Lights and Motion is back with a new album and a new video! The video for “The Spectacular Quiet” follows previous videos in having absolutely brilliant cinematography scoring a narrative that takes some thinking about. (Also: quite spectacular; not very quiet.)
If you’re the sort of person that appreciates slowly-unfolding musical mood pieces, then you might also appreciate a three-part, 15-minute, slowly-unfolding video mood piece set to three Jesse Marchant songs. Not a lot happens in the 15 minutes in terms of action, but it’s really pretty cinematography.
1. “Cassius” – The Maytags. You want some fun, dance-around your kitchen vibes? The Maytags have perky horns, upbeat rhythm section, group vocals, and a totally infectious mood. My fiance likes it, and she likes good music. Jump on it, people.
2. “In a Desert of Plenty” – Sunmonks. Motown horns, distant vocals, funky vibes, and engimatic/intriguing rhythmic elements make this track a keeper.
3. “The Snowfalls” – Whyte Horses. Gentle psychedelia meets ’70s folk with some ’50s girl pop vibes in the vocals: it’s a really inviting overall effect.
4. “Center of the Universe” – Chris Staples. Remember that hyper-personal acoustic indie-pop movement from the early to mis ’00s?

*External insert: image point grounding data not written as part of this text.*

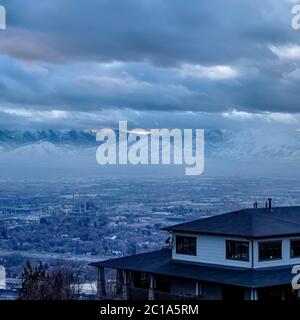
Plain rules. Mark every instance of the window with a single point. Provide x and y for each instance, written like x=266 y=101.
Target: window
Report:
x=269 y=250
x=237 y=250
x=295 y=248
x=186 y=245
x=141 y=280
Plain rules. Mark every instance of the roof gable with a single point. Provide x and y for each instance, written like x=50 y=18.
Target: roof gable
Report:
x=252 y=223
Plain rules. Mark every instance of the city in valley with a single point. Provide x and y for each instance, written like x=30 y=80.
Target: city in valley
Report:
x=77 y=221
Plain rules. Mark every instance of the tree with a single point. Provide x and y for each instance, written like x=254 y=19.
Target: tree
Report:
x=41 y=284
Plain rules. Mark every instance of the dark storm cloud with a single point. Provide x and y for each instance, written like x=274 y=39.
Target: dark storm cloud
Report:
x=80 y=59
x=161 y=31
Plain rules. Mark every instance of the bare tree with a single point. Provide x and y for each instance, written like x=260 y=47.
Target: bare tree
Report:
x=41 y=284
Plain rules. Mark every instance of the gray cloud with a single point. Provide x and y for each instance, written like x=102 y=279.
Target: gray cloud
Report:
x=75 y=61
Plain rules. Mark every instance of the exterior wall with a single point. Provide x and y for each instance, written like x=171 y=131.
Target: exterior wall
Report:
x=286 y=258
x=212 y=250
x=183 y=286
x=211 y=291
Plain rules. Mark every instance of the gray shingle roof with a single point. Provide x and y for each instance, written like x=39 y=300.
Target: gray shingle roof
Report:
x=161 y=263
x=249 y=223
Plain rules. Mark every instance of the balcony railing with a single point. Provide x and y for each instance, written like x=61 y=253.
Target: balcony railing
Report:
x=114 y=292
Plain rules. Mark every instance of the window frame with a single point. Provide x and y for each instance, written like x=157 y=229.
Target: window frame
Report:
x=269 y=242
x=291 y=256
x=227 y=241
x=189 y=253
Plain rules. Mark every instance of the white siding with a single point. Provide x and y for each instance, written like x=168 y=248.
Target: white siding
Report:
x=286 y=258
x=212 y=250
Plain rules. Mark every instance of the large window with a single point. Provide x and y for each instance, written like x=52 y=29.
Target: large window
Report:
x=186 y=245
x=269 y=250
x=237 y=250
x=295 y=248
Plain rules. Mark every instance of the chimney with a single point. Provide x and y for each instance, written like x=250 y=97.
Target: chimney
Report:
x=270 y=204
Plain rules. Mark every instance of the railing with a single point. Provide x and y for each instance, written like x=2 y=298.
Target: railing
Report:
x=114 y=292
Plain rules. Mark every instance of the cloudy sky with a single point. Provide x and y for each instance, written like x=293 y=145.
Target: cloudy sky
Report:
x=172 y=63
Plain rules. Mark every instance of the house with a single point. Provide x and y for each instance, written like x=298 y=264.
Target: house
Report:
x=242 y=255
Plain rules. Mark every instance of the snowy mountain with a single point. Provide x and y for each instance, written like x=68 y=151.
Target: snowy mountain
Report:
x=227 y=152
x=225 y=144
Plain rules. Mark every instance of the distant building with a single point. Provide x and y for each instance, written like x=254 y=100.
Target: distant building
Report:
x=242 y=255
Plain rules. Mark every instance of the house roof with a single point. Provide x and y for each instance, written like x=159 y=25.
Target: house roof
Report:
x=249 y=223
x=161 y=263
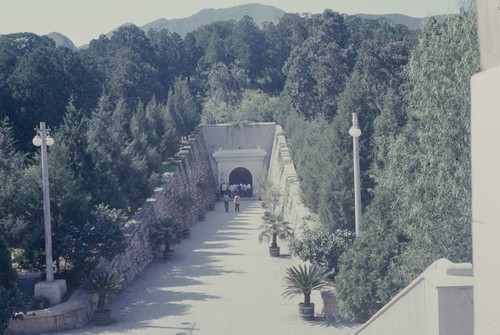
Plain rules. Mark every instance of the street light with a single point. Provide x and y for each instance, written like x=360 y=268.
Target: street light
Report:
x=44 y=139
x=355 y=132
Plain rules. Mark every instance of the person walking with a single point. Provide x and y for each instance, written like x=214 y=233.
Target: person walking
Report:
x=237 y=203
x=226 y=201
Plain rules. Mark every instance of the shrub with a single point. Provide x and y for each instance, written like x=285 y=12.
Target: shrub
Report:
x=322 y=247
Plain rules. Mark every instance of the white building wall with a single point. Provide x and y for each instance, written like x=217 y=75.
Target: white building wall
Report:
x=230 y=137
x=485 y=143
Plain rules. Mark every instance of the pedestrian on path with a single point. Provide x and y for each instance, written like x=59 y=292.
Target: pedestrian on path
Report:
x=226 y=201
x=237 y=203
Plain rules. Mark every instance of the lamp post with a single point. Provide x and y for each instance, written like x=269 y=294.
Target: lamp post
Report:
x=355 y=132
x=44 y=139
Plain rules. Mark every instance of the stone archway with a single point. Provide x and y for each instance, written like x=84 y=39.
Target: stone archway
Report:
x=240 y=175
x=238 y=166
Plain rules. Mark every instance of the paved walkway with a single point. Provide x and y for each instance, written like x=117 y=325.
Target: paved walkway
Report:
x=218 y=281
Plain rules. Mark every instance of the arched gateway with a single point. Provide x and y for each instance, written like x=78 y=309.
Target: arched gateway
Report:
x=240 y=166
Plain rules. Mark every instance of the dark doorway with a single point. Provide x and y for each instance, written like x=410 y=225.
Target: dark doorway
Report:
x=240 y=176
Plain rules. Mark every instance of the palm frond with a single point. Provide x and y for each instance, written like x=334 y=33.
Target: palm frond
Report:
x=302 y=279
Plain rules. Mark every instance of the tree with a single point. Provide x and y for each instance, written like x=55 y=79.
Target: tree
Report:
x=101 y=236
x=9 y=295
x=322 y=247
x=421 y=209
x=274 y=228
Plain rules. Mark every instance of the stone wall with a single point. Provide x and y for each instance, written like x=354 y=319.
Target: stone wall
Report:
x=282 y=174
x=184 y=195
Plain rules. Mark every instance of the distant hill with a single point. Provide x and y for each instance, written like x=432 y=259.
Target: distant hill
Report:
x=62 y=40
x=259 y=13
x=409 y=21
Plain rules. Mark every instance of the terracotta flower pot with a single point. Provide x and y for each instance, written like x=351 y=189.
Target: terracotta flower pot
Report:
x=102 y=318
x=306 y=312
x=274 y=251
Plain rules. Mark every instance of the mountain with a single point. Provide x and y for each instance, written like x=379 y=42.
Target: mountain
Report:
x=259 y=13
x=62 y=40
x=411 y=22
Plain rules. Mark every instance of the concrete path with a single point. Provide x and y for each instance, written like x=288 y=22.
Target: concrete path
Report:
x=218 y=281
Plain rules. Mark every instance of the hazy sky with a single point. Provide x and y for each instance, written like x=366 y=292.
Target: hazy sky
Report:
x=83 y=20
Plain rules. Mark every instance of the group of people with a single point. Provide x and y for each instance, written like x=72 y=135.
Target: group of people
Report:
x=234 y=192
x=244 y=190
x=236 y=200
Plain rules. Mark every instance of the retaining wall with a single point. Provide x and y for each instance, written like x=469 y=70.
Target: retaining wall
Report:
x=184 y=194
x=282 y=175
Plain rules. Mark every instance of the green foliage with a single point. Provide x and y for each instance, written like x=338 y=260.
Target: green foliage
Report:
x=421 y=210
x=103 y=284
x=303 y=279
x=101 y=236
x=274 y=228
x=9 y=296
x=322 y=247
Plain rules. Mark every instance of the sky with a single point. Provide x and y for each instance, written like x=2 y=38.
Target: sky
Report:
x=84 y=20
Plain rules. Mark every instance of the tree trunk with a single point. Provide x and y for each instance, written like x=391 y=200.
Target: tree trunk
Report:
x=101 y=301
x=307 y=298
x=274 y=244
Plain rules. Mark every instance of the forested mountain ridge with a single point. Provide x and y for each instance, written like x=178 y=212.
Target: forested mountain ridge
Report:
x=118 y=108
x=258 y=12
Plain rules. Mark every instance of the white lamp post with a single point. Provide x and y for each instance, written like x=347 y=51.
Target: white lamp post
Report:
x=355 y=132
x=44 y=139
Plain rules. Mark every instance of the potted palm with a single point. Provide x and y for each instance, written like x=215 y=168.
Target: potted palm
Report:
x=303 y=279
x=273 y=228
x=102 y=284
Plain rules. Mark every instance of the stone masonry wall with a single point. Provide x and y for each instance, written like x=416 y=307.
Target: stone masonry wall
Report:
x=184 y=195
x=283 y=175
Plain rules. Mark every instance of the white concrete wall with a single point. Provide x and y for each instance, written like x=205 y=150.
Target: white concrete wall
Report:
x=438 y=302
x=231 y=137
x=485 y=93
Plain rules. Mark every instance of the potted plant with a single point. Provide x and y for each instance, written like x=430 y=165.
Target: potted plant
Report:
x=103 y=284
x=303 y=279
x=273 y=228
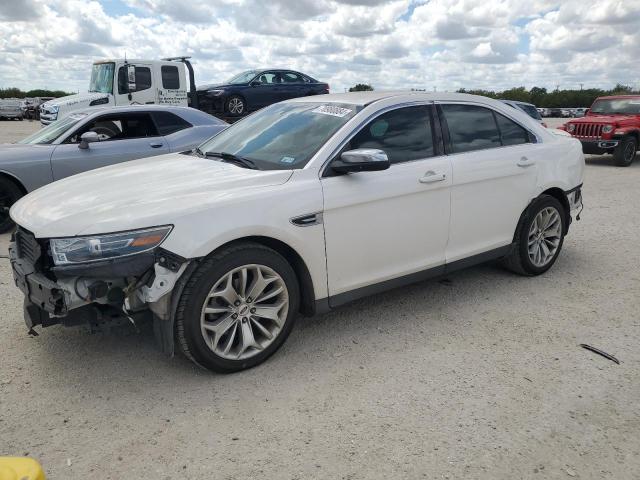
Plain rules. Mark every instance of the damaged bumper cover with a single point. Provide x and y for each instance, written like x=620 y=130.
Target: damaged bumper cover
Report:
x=114 y=291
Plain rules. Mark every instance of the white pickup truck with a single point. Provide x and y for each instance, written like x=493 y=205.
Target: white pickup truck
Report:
x=126 y=82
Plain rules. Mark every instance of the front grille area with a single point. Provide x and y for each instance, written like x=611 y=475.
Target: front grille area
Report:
x=27 y=246
x=588 y=130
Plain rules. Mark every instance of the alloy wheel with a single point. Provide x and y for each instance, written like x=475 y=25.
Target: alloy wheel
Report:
x=244 y=312
x=545 y=235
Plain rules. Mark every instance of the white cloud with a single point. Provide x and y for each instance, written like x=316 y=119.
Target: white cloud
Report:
x=388 y=43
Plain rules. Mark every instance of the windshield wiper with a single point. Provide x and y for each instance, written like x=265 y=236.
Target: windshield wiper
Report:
x=230 y=157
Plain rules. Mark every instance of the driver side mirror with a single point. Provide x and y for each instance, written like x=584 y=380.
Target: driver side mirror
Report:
x=361 y=160
x=86 y=138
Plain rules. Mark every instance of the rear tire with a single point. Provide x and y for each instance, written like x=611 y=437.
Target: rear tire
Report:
x=10 y=193
x=539 y=237
x=219 y=325
x=624 y=153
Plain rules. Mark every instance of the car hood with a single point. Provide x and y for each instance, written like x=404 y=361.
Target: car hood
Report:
x=17 y=153
x=142 y=193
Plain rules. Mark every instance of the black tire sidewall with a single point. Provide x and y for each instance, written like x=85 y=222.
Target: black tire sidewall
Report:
x=244 y=106
x=206 y=278
x=523 y=247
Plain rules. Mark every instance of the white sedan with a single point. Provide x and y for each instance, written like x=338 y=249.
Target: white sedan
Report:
x=298 y=208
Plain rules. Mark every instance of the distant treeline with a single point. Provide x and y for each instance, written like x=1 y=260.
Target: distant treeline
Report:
x=17 y=93
x=540 y=97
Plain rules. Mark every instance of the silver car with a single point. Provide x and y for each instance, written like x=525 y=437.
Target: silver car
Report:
x=96 y=138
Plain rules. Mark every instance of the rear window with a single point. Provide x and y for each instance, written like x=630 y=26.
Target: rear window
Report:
x=169 y=123
x=170 y=77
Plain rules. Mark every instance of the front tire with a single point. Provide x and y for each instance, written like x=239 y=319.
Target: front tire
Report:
x=10 y=193
x=624 y=153
x=235 y=106
x=237 y=308
x=539 y=237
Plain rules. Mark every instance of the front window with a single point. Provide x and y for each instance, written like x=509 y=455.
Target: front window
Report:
x=50 y=133
x=283 y=136
x=102 y=78
x=244 y=77
x=629 y=106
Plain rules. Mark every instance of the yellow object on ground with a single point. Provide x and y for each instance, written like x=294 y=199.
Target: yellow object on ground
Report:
x=20 y=468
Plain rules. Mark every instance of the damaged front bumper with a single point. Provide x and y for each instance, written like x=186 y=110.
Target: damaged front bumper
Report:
x=100 y=294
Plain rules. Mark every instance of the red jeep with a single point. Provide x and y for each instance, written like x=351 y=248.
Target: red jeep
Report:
x=611 y=125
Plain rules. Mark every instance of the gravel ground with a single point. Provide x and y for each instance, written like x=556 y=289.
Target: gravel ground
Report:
x=477 y=377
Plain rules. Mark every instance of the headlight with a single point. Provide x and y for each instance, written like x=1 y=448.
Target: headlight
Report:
x=66 y=251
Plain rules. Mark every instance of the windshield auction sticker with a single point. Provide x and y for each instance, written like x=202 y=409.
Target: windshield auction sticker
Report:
x=332 y=110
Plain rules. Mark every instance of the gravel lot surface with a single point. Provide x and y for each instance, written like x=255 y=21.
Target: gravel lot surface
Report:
x=479 y=376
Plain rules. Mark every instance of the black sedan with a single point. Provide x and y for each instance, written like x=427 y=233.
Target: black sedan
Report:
x=255 y=89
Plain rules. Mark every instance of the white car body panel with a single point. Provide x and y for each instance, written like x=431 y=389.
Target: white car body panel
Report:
x=377 y=225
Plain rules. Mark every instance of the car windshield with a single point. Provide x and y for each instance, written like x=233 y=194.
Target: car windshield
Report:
x=244 y=77
x=283 y=136
x=51 y=132
x=102 y=78
x=620 y=105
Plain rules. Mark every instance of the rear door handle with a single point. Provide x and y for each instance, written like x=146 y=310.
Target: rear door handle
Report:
x=525 y=162
x=432 y=177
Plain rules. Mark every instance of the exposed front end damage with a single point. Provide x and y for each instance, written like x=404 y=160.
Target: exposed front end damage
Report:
x=102 y=294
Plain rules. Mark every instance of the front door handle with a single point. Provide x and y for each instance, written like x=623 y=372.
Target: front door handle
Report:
x=525 y=162
x=432 y=177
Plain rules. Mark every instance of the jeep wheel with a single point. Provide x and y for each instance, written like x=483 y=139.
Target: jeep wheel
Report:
x=625 y=152
x=10 y=193
x=238 y=308
x=539 y=238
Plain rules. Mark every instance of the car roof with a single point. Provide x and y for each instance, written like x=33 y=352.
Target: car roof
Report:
x=192 y=115
x=369 y=97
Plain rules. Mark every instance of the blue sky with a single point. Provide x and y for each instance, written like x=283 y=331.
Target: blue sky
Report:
x=391 y=44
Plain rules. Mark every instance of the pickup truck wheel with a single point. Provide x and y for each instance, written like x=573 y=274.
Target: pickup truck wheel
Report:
x=238 y=308
x=539 y=237
x=625 y=152
x=10 y=193
x=235 y=106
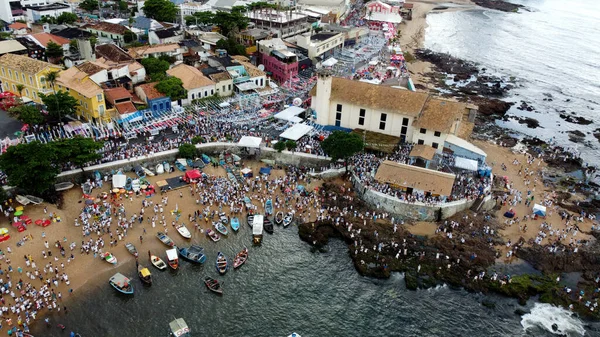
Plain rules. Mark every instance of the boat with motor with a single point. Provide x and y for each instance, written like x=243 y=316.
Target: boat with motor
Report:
x=121 y=283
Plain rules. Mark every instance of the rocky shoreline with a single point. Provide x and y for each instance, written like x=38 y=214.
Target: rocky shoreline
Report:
x=431 y=261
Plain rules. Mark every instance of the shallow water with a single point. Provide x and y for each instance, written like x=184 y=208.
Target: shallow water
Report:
x=284 y=288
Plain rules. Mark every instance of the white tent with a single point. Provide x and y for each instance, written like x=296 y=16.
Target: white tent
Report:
x=296 y=131
x=330 y=62
x=119 y=180
x=290 y=114
x=464 y=163
x=248 y=141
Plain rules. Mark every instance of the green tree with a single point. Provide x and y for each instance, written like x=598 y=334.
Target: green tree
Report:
x=78 y=150
x=67 y=18
x=188 y=151
x=89 y=5
x=342 y=145
x=160 y=10
x=290 y=145
x=30 y=166
x=54 y=51
x=59 y=104
x=279 y=146
x=28 y=114
x=172 y=87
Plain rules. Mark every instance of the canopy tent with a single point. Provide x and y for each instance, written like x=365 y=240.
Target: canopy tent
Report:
x=539 y=210
x=119 y=180
x=249 y=141
x=290 y=114
x=296 y=131
x=330 y=62
x=464 y=163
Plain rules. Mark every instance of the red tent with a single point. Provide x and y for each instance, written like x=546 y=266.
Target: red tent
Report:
x=192 y=175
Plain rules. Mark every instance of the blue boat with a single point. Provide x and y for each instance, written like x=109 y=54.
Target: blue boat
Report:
x=121 y=283
x=235 y=224
x=194 y=254
x=269 y=207
x=222 y=263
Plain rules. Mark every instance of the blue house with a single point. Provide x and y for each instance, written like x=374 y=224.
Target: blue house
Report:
x=157 y=102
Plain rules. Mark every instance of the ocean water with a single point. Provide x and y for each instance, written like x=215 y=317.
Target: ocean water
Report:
x=285 y=288
x=551 y=48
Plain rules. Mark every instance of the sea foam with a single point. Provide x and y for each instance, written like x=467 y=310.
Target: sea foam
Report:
x=544 y=315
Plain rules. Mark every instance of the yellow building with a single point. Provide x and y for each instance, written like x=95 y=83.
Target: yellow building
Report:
x=88 y=93
x=31 y=73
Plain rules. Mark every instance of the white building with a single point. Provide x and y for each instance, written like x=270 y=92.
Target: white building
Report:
x=197 y=85
x=412 y=116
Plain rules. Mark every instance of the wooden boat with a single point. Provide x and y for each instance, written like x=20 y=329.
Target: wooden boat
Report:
x=179 y=328
x=157 y=261
x=222 y=263
x=121 y=283
x=165 y=239
x=287 y=220
x=235 y=224
x=145 y=275
x=194 y=254
x=279 y=218
x=183 y=231
x=269 y=207
x=213 y=285
x=240 y=258
x=131 y=249
x=268 y=225
x=213 y=235
x=63 y=186
x=108 y=257
x=220 y=228
x=172 y=258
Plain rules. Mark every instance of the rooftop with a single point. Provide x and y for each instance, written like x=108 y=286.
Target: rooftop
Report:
x=24 y=63
x=191 y=77
x=407 y=176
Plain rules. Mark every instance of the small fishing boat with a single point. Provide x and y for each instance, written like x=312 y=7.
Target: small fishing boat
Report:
x=213 y=235
x=279 y=218
x=172 y=258
x=222 y=264
x=269 y=207
x=220 y=228
x=157 y=261
x=121 y=283
x=108 y=257
x=165 y=239
x=183 y=231
x=213 y=285
x=240 y=258
x=63 y=186
x=268 y=225
x=193 y=254
x=287 y=220
x=235 y=224
x=180 y=166
x=131 y=249
x=179 y=328
x=144 y=274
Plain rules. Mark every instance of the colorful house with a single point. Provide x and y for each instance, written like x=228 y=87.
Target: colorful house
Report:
x=31 y=73
x=88 y=93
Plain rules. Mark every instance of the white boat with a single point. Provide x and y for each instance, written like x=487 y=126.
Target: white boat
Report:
x=183 y=231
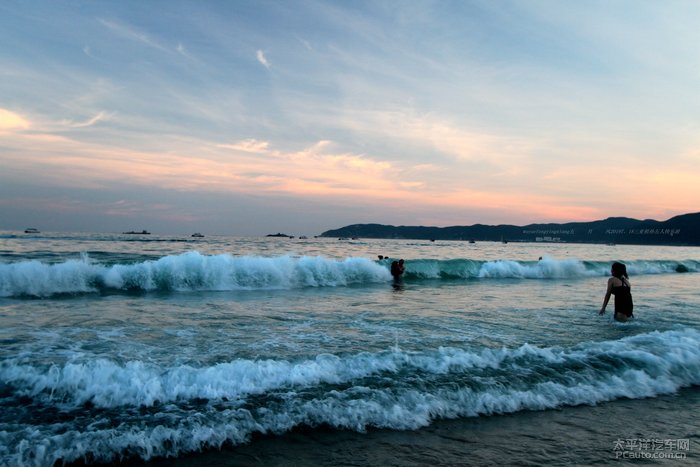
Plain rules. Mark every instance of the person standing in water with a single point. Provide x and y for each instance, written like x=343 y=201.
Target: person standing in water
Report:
x=619 y=286
x=397 y=268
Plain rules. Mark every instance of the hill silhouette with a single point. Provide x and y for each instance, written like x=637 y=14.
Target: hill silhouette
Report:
x=679 y=230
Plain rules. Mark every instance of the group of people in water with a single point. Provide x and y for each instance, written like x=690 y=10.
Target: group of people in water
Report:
x=618 y=285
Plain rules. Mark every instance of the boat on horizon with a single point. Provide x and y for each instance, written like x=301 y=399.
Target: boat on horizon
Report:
x=131 y=232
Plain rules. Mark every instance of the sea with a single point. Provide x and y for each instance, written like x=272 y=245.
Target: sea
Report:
x=174 y=350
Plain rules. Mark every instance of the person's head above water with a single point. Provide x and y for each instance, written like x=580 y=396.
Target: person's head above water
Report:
x=619 y=270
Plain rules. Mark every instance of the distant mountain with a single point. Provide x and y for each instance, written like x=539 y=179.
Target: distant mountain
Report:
x=679 y=230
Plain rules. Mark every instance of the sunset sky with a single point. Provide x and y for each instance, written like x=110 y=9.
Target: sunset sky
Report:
x=255 y=117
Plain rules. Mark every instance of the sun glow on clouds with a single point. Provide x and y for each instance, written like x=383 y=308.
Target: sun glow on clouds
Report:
x=262 y=59
x=11 y=121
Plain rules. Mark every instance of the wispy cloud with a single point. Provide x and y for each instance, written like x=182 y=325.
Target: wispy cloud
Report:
x=248 y=145
x=262 y=59
x=132 y=34
x=11 y=121
x=90 y=122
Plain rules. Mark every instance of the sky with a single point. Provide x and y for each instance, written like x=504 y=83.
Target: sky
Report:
x=254 y=117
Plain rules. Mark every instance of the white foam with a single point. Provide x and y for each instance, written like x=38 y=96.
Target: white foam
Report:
x=187 y=272
x=352 y=392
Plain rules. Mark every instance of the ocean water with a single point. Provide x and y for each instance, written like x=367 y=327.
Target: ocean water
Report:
x=167 y=349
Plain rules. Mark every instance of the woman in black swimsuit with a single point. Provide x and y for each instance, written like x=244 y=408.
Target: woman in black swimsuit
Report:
x=619 y=286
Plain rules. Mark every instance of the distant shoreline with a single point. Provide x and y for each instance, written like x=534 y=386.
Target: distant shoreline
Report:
x=683 y=230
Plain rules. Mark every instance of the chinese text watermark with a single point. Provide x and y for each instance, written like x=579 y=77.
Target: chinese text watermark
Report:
x=651 y=448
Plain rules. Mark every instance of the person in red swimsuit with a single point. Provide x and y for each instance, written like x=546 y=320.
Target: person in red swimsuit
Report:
x=619 y=285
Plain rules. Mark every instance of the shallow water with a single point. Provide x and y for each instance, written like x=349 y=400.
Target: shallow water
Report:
x=116 y=347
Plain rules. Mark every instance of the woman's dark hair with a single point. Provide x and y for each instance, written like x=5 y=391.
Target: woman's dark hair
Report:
x=619 y=270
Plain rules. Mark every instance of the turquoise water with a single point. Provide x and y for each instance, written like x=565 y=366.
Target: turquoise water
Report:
x=123 y=347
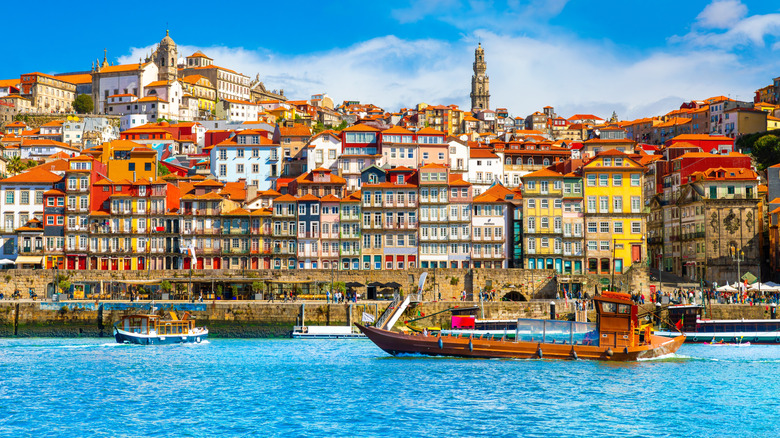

Some called it quiet is the new loud, but I called it deeply engaging, personal work with a priority on intimate recording styles. This Built to Spill cover nails all the right notes.
5. “i don’t need an advocate, i need an exorcist” – moyamoya. If Appleseed Cast’s wide-open, cinematographic motion from Mare Vitalis made into to the minor keys of Peregrine, we’d have this track. Tons of great guitar work throughout, beautiful production job.
6. “A Sunday Afternoon Epilepsy” – More than Skies. MTS continues their very intriguing campaign to mix lush, autumnal folk landscapes with angular, punk-inspired guitars and creaky vocals. I’m a fan.
7. “Ghostlight” – Alex Tiuniaev. Here’s a cinematic, pensive, romantic instrumental piece led by piano and strings.
8. “Opus No. 21” – The Greatest Hoax. Ambient classical? Dreamy no-guitars post-rock? Wistful dreamweave pop? Whatever this is, it’s pretty, moving, and sets a scene well.